# which ammo for the target?



## slingshot shooter (Jan 22, 2013)

Hi i was thinking on ordering the barrent 38 caliber slingshot ammo
For hunting ,do yall think it would work for rabbits and doves.
And also is 6mm good for the same porpuse for rabbits and doves?


----------



## August West (Jan 21, 2012)

I think this is much too small for rabbits or doves. Personally I think for steel hunting ammo 1/2" is the minimum and I actually much prefer 1/2" lead.


----------



## skip (Jan 16, 2013)

August West said:


> I think this is much too small for rabbits or doves. Personally I think for steel hunting ammo 1/2" is the minimum and I actually much prefer 1/2" lead.


That works for me.


----------



## Henry the Hermit (Jun 2, 2010)

slingshot shooter said:


> Hi i was thinking on ordering the barrent 38 caliber slingshot ammo
> For hunting ,do yall think it would work for rabbits and doves.
> And also is 6mm good for the same porpuse for rabbits and doves?

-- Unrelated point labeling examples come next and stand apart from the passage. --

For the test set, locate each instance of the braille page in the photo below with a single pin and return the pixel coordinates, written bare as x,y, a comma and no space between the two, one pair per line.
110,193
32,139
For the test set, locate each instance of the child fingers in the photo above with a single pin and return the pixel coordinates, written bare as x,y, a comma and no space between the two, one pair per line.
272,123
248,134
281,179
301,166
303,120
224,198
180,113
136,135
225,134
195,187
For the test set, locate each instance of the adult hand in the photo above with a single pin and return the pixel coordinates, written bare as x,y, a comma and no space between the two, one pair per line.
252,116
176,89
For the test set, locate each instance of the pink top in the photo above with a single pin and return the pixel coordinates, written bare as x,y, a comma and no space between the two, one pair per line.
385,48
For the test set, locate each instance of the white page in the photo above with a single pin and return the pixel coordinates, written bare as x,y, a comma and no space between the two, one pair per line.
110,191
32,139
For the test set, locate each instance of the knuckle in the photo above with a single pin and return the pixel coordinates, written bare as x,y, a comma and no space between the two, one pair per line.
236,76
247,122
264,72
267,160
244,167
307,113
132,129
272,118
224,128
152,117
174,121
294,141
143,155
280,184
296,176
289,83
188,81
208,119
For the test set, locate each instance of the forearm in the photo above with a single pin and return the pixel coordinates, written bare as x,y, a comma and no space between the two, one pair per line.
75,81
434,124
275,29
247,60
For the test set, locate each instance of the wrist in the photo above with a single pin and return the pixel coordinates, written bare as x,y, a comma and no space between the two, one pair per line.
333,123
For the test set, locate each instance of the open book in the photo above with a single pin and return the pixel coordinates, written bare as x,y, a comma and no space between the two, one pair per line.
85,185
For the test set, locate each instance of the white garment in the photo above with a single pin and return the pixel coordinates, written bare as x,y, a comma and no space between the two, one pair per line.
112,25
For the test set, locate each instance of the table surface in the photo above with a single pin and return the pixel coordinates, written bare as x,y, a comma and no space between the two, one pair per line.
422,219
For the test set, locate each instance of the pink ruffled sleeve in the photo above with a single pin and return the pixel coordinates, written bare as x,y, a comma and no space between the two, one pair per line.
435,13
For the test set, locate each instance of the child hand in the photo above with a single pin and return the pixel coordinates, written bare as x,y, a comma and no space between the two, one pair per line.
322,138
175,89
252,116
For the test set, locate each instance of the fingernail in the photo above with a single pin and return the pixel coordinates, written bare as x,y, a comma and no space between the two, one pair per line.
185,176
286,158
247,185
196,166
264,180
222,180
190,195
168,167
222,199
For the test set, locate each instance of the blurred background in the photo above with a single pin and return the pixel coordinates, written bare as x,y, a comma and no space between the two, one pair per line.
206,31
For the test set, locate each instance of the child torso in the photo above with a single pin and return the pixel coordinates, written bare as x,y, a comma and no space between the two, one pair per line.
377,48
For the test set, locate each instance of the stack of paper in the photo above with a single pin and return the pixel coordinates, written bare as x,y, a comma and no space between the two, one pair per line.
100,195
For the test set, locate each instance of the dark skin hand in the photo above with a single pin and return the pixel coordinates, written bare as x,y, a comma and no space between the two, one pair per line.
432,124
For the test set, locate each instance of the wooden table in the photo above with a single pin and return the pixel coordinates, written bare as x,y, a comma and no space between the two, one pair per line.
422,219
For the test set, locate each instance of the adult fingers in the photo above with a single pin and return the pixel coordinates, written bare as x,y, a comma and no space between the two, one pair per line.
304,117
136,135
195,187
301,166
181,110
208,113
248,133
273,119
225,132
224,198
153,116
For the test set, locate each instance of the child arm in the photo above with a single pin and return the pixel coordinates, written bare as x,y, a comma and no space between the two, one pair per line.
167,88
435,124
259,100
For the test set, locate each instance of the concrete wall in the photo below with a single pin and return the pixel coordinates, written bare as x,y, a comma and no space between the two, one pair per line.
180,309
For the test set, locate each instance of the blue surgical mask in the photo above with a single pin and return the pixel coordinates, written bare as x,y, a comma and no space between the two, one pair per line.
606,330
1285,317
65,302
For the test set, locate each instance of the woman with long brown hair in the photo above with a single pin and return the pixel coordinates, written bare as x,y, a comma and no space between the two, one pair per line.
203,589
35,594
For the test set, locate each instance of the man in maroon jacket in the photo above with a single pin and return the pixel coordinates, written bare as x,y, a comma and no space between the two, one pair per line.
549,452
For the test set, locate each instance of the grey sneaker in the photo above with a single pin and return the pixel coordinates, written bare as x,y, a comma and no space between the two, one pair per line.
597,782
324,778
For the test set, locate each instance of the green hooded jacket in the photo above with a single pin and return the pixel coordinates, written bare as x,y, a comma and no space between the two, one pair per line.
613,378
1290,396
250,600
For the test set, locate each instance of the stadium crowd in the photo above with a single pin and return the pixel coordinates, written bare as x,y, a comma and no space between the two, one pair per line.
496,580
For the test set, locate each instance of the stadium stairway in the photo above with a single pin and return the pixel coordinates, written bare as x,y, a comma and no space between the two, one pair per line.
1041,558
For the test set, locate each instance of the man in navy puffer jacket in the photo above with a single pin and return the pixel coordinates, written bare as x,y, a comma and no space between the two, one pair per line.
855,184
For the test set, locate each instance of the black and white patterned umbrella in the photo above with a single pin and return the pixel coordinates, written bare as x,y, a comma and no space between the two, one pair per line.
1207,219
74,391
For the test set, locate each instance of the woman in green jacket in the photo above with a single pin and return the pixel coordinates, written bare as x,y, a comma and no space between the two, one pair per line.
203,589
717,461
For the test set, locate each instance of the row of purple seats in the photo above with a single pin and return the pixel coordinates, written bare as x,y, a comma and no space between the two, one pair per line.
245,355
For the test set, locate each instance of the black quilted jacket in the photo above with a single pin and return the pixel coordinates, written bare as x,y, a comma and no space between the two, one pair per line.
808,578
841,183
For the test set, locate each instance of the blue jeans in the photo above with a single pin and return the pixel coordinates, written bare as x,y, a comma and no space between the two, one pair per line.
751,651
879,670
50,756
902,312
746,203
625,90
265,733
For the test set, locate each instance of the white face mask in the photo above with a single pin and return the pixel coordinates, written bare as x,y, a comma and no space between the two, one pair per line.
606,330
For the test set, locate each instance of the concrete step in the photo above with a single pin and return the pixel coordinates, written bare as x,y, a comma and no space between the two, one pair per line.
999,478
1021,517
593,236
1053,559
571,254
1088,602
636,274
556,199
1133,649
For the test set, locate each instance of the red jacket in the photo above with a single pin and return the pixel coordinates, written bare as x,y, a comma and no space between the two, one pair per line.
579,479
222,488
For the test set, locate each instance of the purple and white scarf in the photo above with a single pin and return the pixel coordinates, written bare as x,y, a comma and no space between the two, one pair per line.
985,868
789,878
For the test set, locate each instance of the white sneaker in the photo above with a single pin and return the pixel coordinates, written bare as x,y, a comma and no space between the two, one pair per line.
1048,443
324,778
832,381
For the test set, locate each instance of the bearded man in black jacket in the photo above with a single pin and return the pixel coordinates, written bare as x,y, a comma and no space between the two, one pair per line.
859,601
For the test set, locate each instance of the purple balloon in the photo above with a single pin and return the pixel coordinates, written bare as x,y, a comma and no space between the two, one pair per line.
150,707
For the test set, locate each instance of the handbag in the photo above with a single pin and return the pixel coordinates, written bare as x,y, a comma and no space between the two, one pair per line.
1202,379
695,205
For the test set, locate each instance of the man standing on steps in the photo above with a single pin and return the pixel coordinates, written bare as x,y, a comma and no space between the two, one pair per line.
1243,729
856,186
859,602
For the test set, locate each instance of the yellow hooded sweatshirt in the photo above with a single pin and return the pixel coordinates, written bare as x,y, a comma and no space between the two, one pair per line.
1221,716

Too small and light. 3/8 might be OK for doves if shot fast enough, but doves are game birds and slingshots are not legal for hunting in Texas.

http://www.tpwd.state.tx.us/regulations/fish_hunt/hunt/means/


----------



## August West (Jan 21, 2012)

Henry,

There was no mention of slingshots in the linked text, I don't doubt that slingshots are illegal to hunt with in Texas but I haven't found it yet.


----------



## lightgeoduck (Apr 3, 2011)

August West said:


> Henry,
> There was no mention of slingshots in the linked text, I don't doubt that slingshots are illegal to hunt with in Texas but I haven't found it yet.


a shotgun is the only legal firearm for hunting migratory game birds


----------



## Henry the Hermit (Jun 2, 2010)

August West said:


> Henry,
> 
> There was no mention of slingshots in the linked text, I don't doubt that slingshots are illegal to hunt with in Texas but I haven't found it yet.


Read the text carefully. It specifies what is legal. Nothing else is. I wish the legislature would fix it. A good start would be to separate Parks from Wildlife. Duck makes a good point. Dove are migratory game birds, and the law clearly states that only shotguns are legal for migratory game birds.


----------



## lightgeoduck (Apr 3, 2011)

Henry in Panama said:


> August West said:
> 
> 
> > Henry,
> ...


Sorry fat fingered my tablet...

I was going to add the info in archery and crossbow section as well, and finish off with what you just said.... The funny things about laws is the omitting of items,,, if it isn't stated as permissible then it is to be assumed to not be.... Of course this is all up to the enforcers feelings on the matter, but if they say that it is against the law , I am sure their view will be supported....

That's just how I see it though, and its up to the individual on what risks they can afford to take... As far as the topic on ammo, I would go with the suggested or bigger, it's better to error with too big than too small, since there is no such thing as more dead , but sucks for not dead enough and losing your game in the bush wounded


----------



## August West (Jan 21, 2012)

Gotcha and yep shotguns are clearly the only legal weapon for dove and I totally agree Henry, the regs in general could be written more clearly.


----------



## Berkshire bred (Mar 4, 2012)

the 38 would do but preferably with head shots and if not that heart or lungs. the 6mm is only good for target and can shooting and to be honst when i hunt i use 12mm steel and some people argure that you need more than that.


----------